Marie-Marie revient, son devoir de maman accompli, après avoir plongé la pièce dans la pénombre.
On champagnise.
Puis je l'enfile avec dextérité. Une baise presque matrimoniale, mais extrêmement fougueuse. Elle gémit comme un petit carnassier pris au piège. Je lui repasse une nouvelle couche avec le pinceau qui va dans les coins. Elle repart à dame sans se faire prier. On se retrouve tout habillés sur le lit, avec juste les parties concernées à l'air libre.
Je mordille ses cheveux follets des tempes, comme je le faisais lorsqu'elle était une pécore facétieuse.
— Quand te décideras-tu à revenir en France ? demandé-je. Tu aimes tellement patiner sur les lacs ? Je t'achèterai des glaces Haagen-Dazs autant que tu en voudras, et t'emmènerai voir Holliday on Ice.
— Je te le répète, Antoine, nous habiterons ensemble lorsque tu auras lâché ce métier. Ta fille a le droit d'avoir un père normal ; un père qui ne ferait pas l'acrobate sur une poudrière en jonglant avec des torches allumées !
— D'accord, je vais prendre une carte de représentant en mercerie.
Elle rit flou.
Pour diversionner, je me toilette Coquette. Elle conserve un air avenant, bien qu'elle ne soit plus sponsorisée présentement par mes bas quartiers de noblesse.
— Tu veux bien me raconter ce que nous faisons ici ? s'inquiète la Pie borgne.
Spontanément, je lui bonnis l'histoire des six mecs qui travaillèrent à l'édification du barrage et disparurent ensemble dans l'Alpe homicide.
— Qu'espères-tu découvrir, à présent que les travaux sont achevés ?

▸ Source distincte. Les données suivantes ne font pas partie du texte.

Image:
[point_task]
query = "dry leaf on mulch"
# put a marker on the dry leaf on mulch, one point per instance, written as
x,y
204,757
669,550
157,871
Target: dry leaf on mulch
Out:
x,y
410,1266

— Tout et rien ; pourtant, je pense avoir plus de chance de piger leur tragique destin ici, que sur Sunset Boulevard ou dans la fruitière de Gruyère.

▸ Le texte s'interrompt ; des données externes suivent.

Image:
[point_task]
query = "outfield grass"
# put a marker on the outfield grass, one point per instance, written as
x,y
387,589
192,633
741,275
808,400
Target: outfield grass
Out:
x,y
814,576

Marie-Marie acquiesce ; une flammèche d'intérêt brille maintenant dans sa prunelle encore espiègle.
J'ajoute :
— A la tombée du jour, lorsque le Mahomet calmera ses ardeurs, j'essaierai d'aller glaner des informations.

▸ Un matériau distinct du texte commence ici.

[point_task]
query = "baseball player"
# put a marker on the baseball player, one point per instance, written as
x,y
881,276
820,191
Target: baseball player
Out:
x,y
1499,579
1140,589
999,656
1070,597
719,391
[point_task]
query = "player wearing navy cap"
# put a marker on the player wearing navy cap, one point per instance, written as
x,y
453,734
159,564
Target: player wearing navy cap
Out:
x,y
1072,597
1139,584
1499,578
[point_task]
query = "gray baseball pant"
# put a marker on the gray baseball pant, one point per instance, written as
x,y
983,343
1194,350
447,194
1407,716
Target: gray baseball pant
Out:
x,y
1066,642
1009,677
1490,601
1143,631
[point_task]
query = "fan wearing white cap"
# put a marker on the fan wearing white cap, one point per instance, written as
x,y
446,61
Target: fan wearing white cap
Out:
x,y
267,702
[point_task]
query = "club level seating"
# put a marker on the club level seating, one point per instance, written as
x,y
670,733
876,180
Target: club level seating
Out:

— Tu nous permettras de t'accompagner ?
— Bien sûr !
Et je passe un grand coup de langue dans ses babines salées par l'amour.
Toujours s'adresser aux humbles quand tu souhaites obtenir des renseignements importants. En l'occurrence, le garçon d'étage fait merveilleusement l'affaire.
Le sonne pour du thé.
C'est un être dont le sérieux professionnel dissimule mal la joie de vivre. L'attribution d'un billet de banque soutenu par les U.S.A. (infiniment charitables là où il y a des gisements pétrolifères) le met en état de disponibilité avancée.
Je lui raconte que je suis journaliste, désireux d'écrire une série de reportages sur les récents travaux babyloniens de la planète. Connaît-il des hommes ayant vécu l'épopée du barrage d'Escouffian ?
Décidément, j'ai l'oigne bordé de mayonnaise ! Magine-toi que son dabe et son frère aîné ont chié des bulles carrées à marner sur le titanesque chantier. Ils se sont établis depuis sur les rives du lac artificiel et travaillent à l'entretien du barrage.
Il me conduira chez eux dans une paire d'heures, après son service. Cela nous permettra d'admirer le désert environnant qui, à la fin du jour, prend des teintes ensorcelantes.